When I say that the Seahawks first round pick could be made by Jody Allen, I really mean it. Why couldn’t it? Did I miss a press conference when the team made it clear she’ll be totally hands off? She’s been pretty hands on, she fired Pete Carroll! Does John Schneider have the final say? Yeah, maybe. But he’ll also never have FINAL say for real, because he’s not the owner. Owners make first round picks, this owner fired Carroll and he said it was because he couldn’t undo what “media opinions” did her perception of him. If the Seahawks pick a QB in the first round, it could come from the top. If the Seahawks pick a QB in the first round, we should assume that it did.
Final thoughts on Penix:
This won’t be me campaigning for or against a certain prospect like McCarthy or Penix, because as I said earlier it can be hard to develop a sound opinion of this QB class when there are so many loud voices on the Internet giving conflicting reports on the same players and even the same plays. If the Seahawks draft a QB, whether that’s Penix or McCarthy or Spencer Rattler or Devin Leary or John Rhys Plumless, we have to have faith that the people picked to run the team made a sound decision. Because if we don’t give those people some credit, it wouldn’t even matter if they drafted Caleb Williams.

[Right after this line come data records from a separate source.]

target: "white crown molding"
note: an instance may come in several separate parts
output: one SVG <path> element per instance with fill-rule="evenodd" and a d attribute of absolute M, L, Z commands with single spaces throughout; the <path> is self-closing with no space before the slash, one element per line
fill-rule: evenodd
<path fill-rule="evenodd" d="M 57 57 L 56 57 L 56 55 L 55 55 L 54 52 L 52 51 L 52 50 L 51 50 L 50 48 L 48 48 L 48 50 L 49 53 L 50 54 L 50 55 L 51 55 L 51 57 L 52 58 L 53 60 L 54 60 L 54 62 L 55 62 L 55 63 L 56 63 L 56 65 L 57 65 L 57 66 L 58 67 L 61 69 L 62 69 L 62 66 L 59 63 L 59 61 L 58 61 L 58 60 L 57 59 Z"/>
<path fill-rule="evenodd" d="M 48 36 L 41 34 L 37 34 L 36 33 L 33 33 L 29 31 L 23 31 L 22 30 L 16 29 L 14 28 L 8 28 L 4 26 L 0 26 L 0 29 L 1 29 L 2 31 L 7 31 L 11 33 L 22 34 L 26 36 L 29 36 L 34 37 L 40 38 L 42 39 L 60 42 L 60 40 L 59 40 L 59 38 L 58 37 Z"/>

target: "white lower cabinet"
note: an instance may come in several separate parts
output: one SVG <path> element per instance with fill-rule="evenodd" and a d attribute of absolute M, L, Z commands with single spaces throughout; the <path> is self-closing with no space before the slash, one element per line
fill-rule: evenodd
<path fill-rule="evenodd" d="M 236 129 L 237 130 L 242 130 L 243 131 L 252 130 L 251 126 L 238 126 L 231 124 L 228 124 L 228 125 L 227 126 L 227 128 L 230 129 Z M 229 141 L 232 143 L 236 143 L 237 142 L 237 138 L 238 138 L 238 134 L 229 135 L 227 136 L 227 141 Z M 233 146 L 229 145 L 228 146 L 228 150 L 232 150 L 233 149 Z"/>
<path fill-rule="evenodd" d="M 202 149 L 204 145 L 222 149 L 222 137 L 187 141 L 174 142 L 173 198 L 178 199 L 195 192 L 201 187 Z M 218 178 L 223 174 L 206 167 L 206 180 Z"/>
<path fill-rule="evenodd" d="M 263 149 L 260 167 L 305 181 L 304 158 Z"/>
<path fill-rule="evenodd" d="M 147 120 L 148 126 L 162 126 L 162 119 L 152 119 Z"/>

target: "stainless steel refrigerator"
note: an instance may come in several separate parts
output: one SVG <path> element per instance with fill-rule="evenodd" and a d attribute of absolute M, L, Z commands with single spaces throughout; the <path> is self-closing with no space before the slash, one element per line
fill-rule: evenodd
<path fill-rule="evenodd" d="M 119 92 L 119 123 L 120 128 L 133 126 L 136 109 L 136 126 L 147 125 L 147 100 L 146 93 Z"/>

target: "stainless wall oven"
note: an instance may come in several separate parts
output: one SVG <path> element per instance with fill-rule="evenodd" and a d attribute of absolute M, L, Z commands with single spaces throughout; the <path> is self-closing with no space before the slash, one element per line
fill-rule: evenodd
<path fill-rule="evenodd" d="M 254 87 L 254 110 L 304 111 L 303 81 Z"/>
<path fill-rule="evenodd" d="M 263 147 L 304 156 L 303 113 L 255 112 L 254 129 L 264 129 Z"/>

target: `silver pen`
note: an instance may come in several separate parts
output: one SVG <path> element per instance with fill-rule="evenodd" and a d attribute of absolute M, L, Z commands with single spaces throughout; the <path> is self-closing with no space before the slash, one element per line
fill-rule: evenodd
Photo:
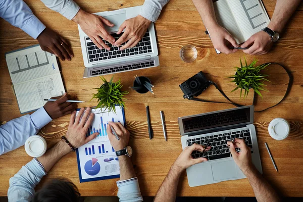
<path fill-rule="evenodd" d="M 120 137 L 119 137 L 119 136 L 118 136 L 118 134 L 117 134 L 117 133 L 116 132 L 116 130 L 115 130 L 114 128 L 113 128 L 113 126 L 111 126 L 110 125 L 110 126 L 111 127 L 112 131 L 113 131 L 113 134 L 114 134 L 114 135 L 115 135 L 115 137 L 116 137 L 116 139 L 117 139 L 118 140 L 120 140 Z"/>
<path fill-rule="evenodd" d="M 270 152 L 269 151 L 269 149 L 268 148 L 268 146 L 267 145 L 267 142 L 265 142 L 265 146 L 266 147 L 266 148 L 267 149 L 267 152 L 268 152 L 268 154 L 269 154 L 269 156 L 270 156 L 270 158 L 272 160 L 272 162 L 273 162 L 273 164 L 274 165 L 274 166 L 275 167 L 275 169 L 276 169 L 276 171 L 277 171 L 277 172 L 278 172 L 278 168 L 277 168 L 277 166 L 276 166 L 276 164 L 275 163 L 275 161 L 274 161 L 274 159 L 273 158 L 273 157 L 271 155 L 271 154 Z"/>
<path fill-rule="evenodd" d="M 161 121 L 162 122 L 162 128 L 163 128 L 163 133 L 164 133 L 164 138 L 165 141 L 167 141 L 167 135 L 166 135 L 166 130 L 165 130 L 165 119 L 164 118 L 164 114 L 163 111 L 160 111 L 161 115 Z"/>

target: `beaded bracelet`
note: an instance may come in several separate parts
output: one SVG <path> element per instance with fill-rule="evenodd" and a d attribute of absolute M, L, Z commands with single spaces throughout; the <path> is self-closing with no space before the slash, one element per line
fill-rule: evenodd
<path fill-rule="evenodd" d="M 73 145 L 72 145 L 71 144 L 71 143 L 68 141 L 68 140 L 67 140 L 67 139 L 66 139 L 66 137 L 65 137 L 65 136 L 63 136 L 61 137 L 64 141 L 65 141 L 65 142 L 66 142 L 66 143 L 67 144 L 68 144 L 68 145 L 71 147 L 71 148 L 72 149 L 72 151 L 73 152 L 75 152 L 76 150 L 75 149 L 75 148 L 73 146 Z"/>

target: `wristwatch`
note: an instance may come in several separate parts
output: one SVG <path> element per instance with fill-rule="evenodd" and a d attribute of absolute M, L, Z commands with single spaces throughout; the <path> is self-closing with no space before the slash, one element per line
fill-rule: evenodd
<path fill-rule="evenodd" d="M 126 155 L 129 157 L 131 157 L 131 156 L 132 155 L 132 149 L 130 146 L 127 146 L 125 148 L 124 148 L 123 149 L 119 150 L 119 151 L 116 151 L 116 155 L 117 157 L 122 155 Z"/>
<path fill-rule="evenodd" d="M 264 29 L 262 29 L 262 30 L 269 34 L 269 36 L 271 38 L 271 40 L 273 42 L 277 41 L 278 39 L 279 39 L 279 38 L 280 38 L 280 34 L 279 34 L 279 33 L 272 30 L 268 27 L 265 27 Z"/>

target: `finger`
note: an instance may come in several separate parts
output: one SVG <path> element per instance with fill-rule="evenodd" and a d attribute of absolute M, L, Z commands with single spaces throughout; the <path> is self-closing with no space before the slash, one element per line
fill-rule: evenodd
<path fill-rule="evenodd" d="M 74 54 L 73 54 L 73 52 L 70 48 L 70 46 L 69 46 L 67 41 L 61 36 L 60 36 L 60 39 L 62 40 L 62 41 L 63 41 L 63 44 L 62 44 L 62 45 L 63 46 L 63 47 L 67 52 L 67 53 L 68 53 L 68 55 L 71 57 L 71 58 L 73 58 L 74 56 Z"/>
<path fill-rule="evenodd" d="M 77 112 L 76 111 L 74 111 L 72 113 L 72 115 L 71 116 L 71 118 L 70 119 L 70 124 L 69 124 L 70 126 L 71 126 L 72 125 L 74 124 L 74 123 L 75 123 L 75 118 L 76 118 L 76 113 L 77 113 Z"/>
<path fill-rule="evenodd" d="M 83 112 L 84 112 L 84 108 L 81 108 L 79 111 L 79 113 L 78 113 L 78 115 L 76 117 L 76 119 L 75 119 L 75 124 L 78 124 L 80 122 L 80 119 L 82 116 Z"/>
<path fill-rule="evenodd" d="M 239 45 L 237 43 L 237 41 L 233 38 L 230 34 L 227 35 L 225 36 L 225 39 L 227 40 L 234 47 L 238 47 Z"/>
<path fill-rule="evenodd" d="M 121 34 L 122 32 L 122 31 L 123 31 L 123 30 L 124 29 L 125 29 L 125 28 L 126 27 L 126 25 L 127 25 L 127 21 L 125 21 L 124 22 L 123 22 L 122 24 L 121 25 L 120 27 L 119 28 L 119 29 L 118 30 L 118 31 L 117 32 L 117 34 Z M 124 32 L 124 33 L 125 33 L 125 32 Z"/>
<path fill-rule="evenodd" d="M 92 120 L 93 119 L 94 115 L 94 114 L 93 113 L 90 113 L 88 115 L 88 119 L 87 119 L 87 121 L 86 121 L 84 126 L 83 126 L 83 128 L 85 130 L 87 130 L 88 129 L 88 128 L 89 128 L 89 127 L 90 126 L 91 123 L 92 122 Z M 82 119 L 83 119 L 83 118 L 82 118 Z"/>
<path fill-rule="evenodd" d="M 241 45 L 241 47 L 247 47 L 255 41 L 255 38 L 253 37 L 250 37 L 245 42 Z"/>
<path fill-rule="evenodd" d="M 60 44 L 59 45 L 61 45 Z M 49 48 L 55 53 L 55 54 L 58 56 L 58 57 L 61 59 L 63 61 L 65 60 L 65 58 L 62 54 L 61 51 L 57 47 L 56 44 L 53 44 Z"/>
<path fill-rule="evenodd" d="M 116 131 L 116 132 L 117 132 L 117 133 L 118 135 L 122 135 L 123 134 L 123 132 L 120 128 L 120 127 L 119 126 L 119 125 L 111 121 L 109 121 L 109 125 L 112 126 L 113 128 L 114 128 L 114 130 Z M 112 134 L 113 131 L 112 131 L 112 129 L 111 128 L 111 127 L 108 127 L 108 129 L 110 129 L 110 133 L 111 133 L 111 134 Z"/>
<path fill-rule="evenodd" d="M 90 113 L 90 108 L 89 107 L 86 108 L 86 110 L 85 110 L 85 112 L 83 114 L 83 116 L 81 118 L 81 120 L 80 121 L 80 125 L 81 126 L 84 126 L 85 122 L 86 122 L 86 119 L 87 119 L 87 117 L 89 115 Z"/>
<path fill-rule="evenodd" d="M 95 132 L 94 133 L 92 133 L 91 135 L 89 135 L 88 137 L 86 137 L 85 139 L 85 143 L 87 142 L 89 142 L 90 141 L 92 140 L 94 138 L 95 138 L 97 136 L 99 135 L 98 132 Z"/>
<path fill-rule="evenodd" d="M 114 24 L 112 23 L 109 20 L 105 19 L 101 16 L 100 16 L 100 19 L 101 21 L 107 26 L 110 27 L 113 27 L 115 25 Z"/>
<path fill-rule="evenodd" d="M 128 41 L 128 42 L 127 43 L 126 43 L 126 44 L 124 45 L 123 45 L 122 47 L 121 47 L 120 49 L 121 50 L 124 50 L 124 49 L 126 49 L 128 47 L 129 47 L 130 46 L 130 45 L 131 44 L 132 44 L 133 42 L 134 39 L 132 38 L 130 39 L 129 39 L 129 40 Z"/>
<path fill-rule="evenodd" d="M 118 33 L 118 32 L 117 32 Z M 128 40 L 128 33 L 124 32 L 123 34 L 114 43 L 114 45 L 119 46 L 124 42 L 126 42 Z"/>
<path fill-rule="evenodd" d="M 62 104 L 66 102 L 67 100 L 68 100 L 69 99 L 70 99 L 71 95 L 65 93 L 63 94 L 63 96 L 61 96 L 61 97 L 59 98 L 55 101 L 55 102 L 57 103 L 58 105 Z"/>
<path fill-rule="evenodd" d="M 227 144 L 229 145 L 229 150 L 230 151 L 233 157 L 236 157 L 238 154 L 237 153 L 237 152 L 236 152 L 236 149 L 235 148 L 234 144 L 233 144 L 232 142 L 228 141 Z"/>

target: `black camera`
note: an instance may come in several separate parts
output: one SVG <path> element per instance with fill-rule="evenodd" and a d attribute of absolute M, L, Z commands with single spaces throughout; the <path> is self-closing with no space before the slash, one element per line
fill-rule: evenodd
<path fill-rule="evenodd" d="M 184 98 L 191 99 L 194 96 L 201 94 L 210 85 L 210 81 L 204 76 L 203 72 L 200 71 L 179 85 L 179 87 L 184 93 Z"/>

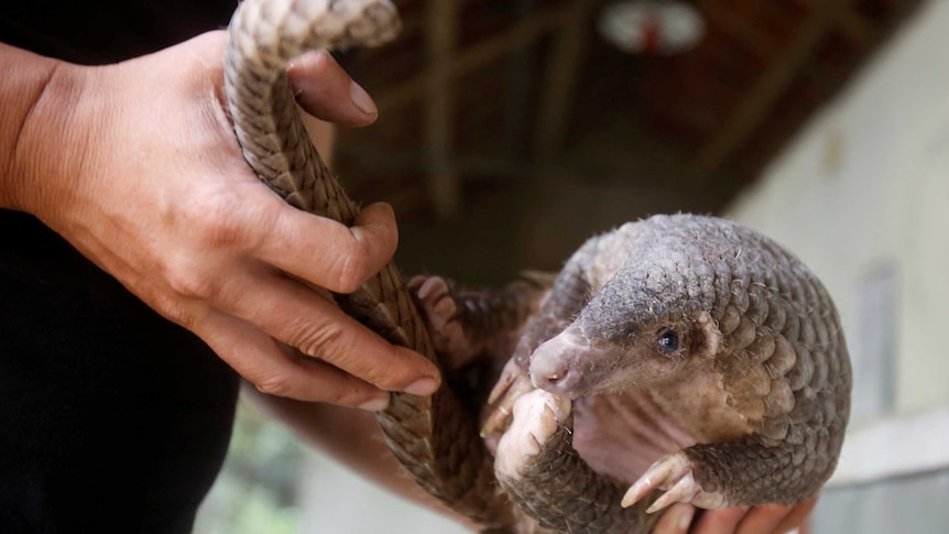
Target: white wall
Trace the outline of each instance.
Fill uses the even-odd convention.
[[[858,381],[873,335],[860,326],[861,292],[895,266],[897,414],[949,403],[947,56],[949,2],[930,1],[729,210],[825,281]]]

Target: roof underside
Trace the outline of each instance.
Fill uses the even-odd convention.
[[[396,3],[402,36],[352,62],[380,119],[336,167],[421,235],[413,266],[469,272],[471,247],[554,268],[622,220],[720,210],[920,0],[695,0],[705,36],[670,56],[607,43],[610,0]],[[422,252],[443,241],[462,268]]]

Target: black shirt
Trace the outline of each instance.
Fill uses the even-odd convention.
[[[236,1],[6,1],[0,41],[120,61]],[[30,215],[0,210],[0,532],[189,532],[238,377]]]

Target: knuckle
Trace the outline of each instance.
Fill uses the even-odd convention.
[[[346,333],[338,322],[323,322],[316,325],[301,325],[297,334],[288,340],[301,352],[321,360],[332,360],[345,345]]]
[[[206,276],[189,262],[177,262],[165,269],[165,281],[171,291],[185,298],[210,299],[220,288],[216,279]]]
[[[292,381],[283,375],[271,375],[254,382],[261,393],[274,396],[290,396],[293,392]]]
[[[342,247],[334,275],[340,293],[352,293],[372,274],[369,257],[356,240]]]

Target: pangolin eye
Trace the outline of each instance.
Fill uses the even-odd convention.
[[[668,353],[679,350],[679,335],[675,330],[663,330],[657,340],[659,348]]]

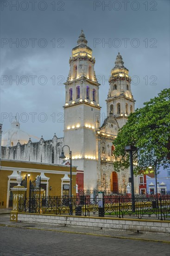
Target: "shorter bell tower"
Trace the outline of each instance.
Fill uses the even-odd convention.
[[[129,70],[124,67],[122,56],[119,53],[115,66],[111,70],[110,88],[106,100],[107,115],[113,115],[120,128],[126,122],[128,115],[134,111],[134,102],[131,88]]]

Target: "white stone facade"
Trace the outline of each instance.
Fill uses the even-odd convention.
[[[52,140],[14,147],[2,148],[2,158],[59,164],[62,147],[69,146],[73,165],[84,171],[84,189],[126,191],[130,171],[114,172],[113,142],[119,129],[134,110],[128,70],[124,66],[119,53],[111,70],[107,99],[107,117],[100,124],[99,101],[100,84],[94,69],[95,59],[87,46],[83,31],[77,45],[72,49],[69,63],[70,70],[65,82],[64,107],[64,137],[55,135]],[[8,145],[9,146],[9,145]],[[66,150],[65,155],[67,156]]]

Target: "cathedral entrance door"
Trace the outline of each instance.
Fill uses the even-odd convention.
[[[111,191],[115,193],[118,193],[118,175],[115,172],[112,172],[111,175],[110,181]]]

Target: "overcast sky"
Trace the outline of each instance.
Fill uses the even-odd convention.
[[[82,29],[96,60],[102,121],[109,89],[107,80],[118,52],[132,78],[136,108],[170,86],[168,0],[13,0],[1,4],[4,131],[17,115],[21,129],[30,135],[43,135],[45,140],[52,139],[54,133],[63,136],[63,83]],[[12,43],[15,41],[17,45]],[[18,84],[12,81],[17,76]]]

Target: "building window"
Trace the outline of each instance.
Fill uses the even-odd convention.
[[[133,108],[132,108],[132,105],[131,105],[131,107],[130,108],[130,110],[131,113],[132,113],[132,112],[133,112]]]
[[[80,99],[80,86],[76,88],[76,98]]]
[[[153,188],[150,189],[150,195],[154,195],[154,189]]]
[[[91,66],[88,67],[88,77],[89,79],[92,79],[92,67]]]
[[[140,189],[140,194],[145,195],[145,194],[146,194],[146,189]]]
[[[95,101],[95,90],[94,89],[93,90],[93,101]]]
[[[77,77],[77,66],[75,65],[73,67],[73,79]]]
[[[113,145],[112,146],[112,156],[114,155],[114,147]]]
[[[54,147],[52,148],[52,157],[51,157],[51,163],[54,163]]]
[[[73,100],[73,89],[70,88],[69,89],[69,101]]]
[[[144,184],[144,176],[139,176],[139,184]]]
[[[128,114],[128,105],[126,103],[126,114]]]
[[[120,114],[120,103],[118,103],[117,104],[117,113],[118,114]]]
[[[88,100],[89,99],[89,92],[90,88],[88,86],[87,86],[86,88],[86,98]]]
[[[116,85],[116,84],[114,84],[114,85],[113,85],[113,90],[117,90],[117,85]]]
[[[113,114],[113,105],[112,104],[110,106],[110,114]]]

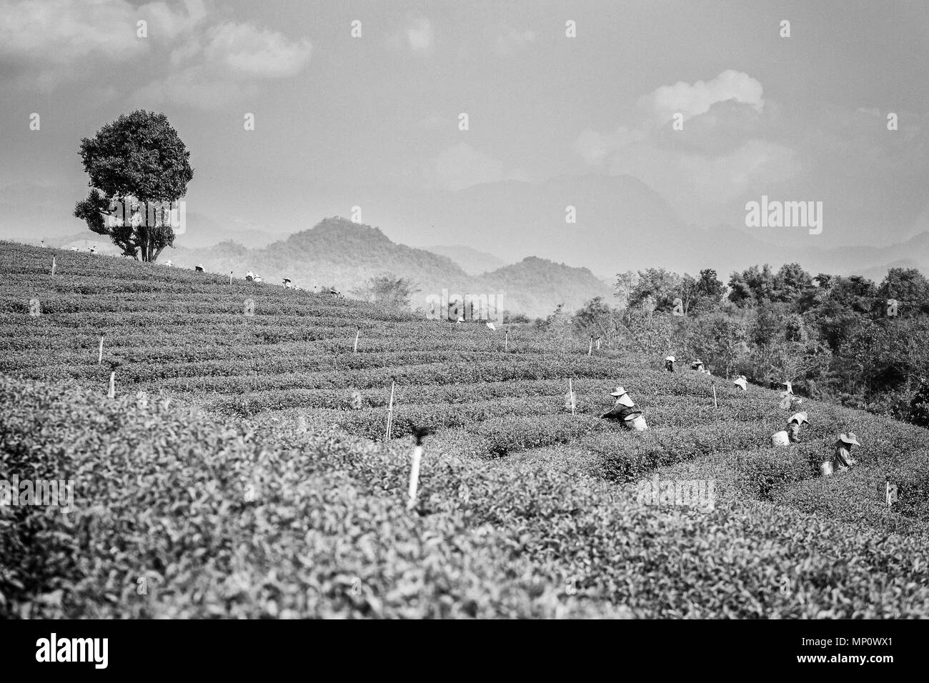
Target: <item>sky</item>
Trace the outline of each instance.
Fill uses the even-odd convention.
[[[188,211],[235,230],[594,174],[695,229],[766,194],[823,202],[819,244],[884,244],[929,230],[927,62],[924,0],[0,0],[0,235],[82,230],[81,138],[148,109]],[[363,222],[434,243],[403,210]]]

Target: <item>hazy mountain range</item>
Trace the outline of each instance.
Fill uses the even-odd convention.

I will share context clues that give me more faith in Penix than I had in Levis: Penix went back to school because he had to have a prove-it year, and then he proved it. Levis went back to school and was much worse. Penix seems to throw the ball more accurately and make better decisions than Levis. However, I do not disregard that Penix had an insanely good supporting cast, an insanely good coaching staff (his HC is at Alabama, his OC is in the NFL), and it felt like he was on easy mode until Washington ran into Michigan.
Putting Penix in a situation with his college OC and not putting pressure on him to start games in 2024, the Seahawks are perhaps his best possible landing spot of all 32 teams. But it takes two: whether they care or not—whether Ryan Grubb’s influence even matters or not—is unknown.
I wouldn’t expect a team to start Michael Penix as a rookie and in Seattle that should be all but guaranteed: If the Seahawks pick Penix, he should be the third-string option behind Geno Smith and Sam Howell, or the backup if Seattle ends up moving on from Geno at any point. There’s been some pushback on teams keeping three QBs, but I feel like rosters are shifting back in that direction as the NFL has expanded to a 17-game schedule. Very few QBs will make it through an entire season.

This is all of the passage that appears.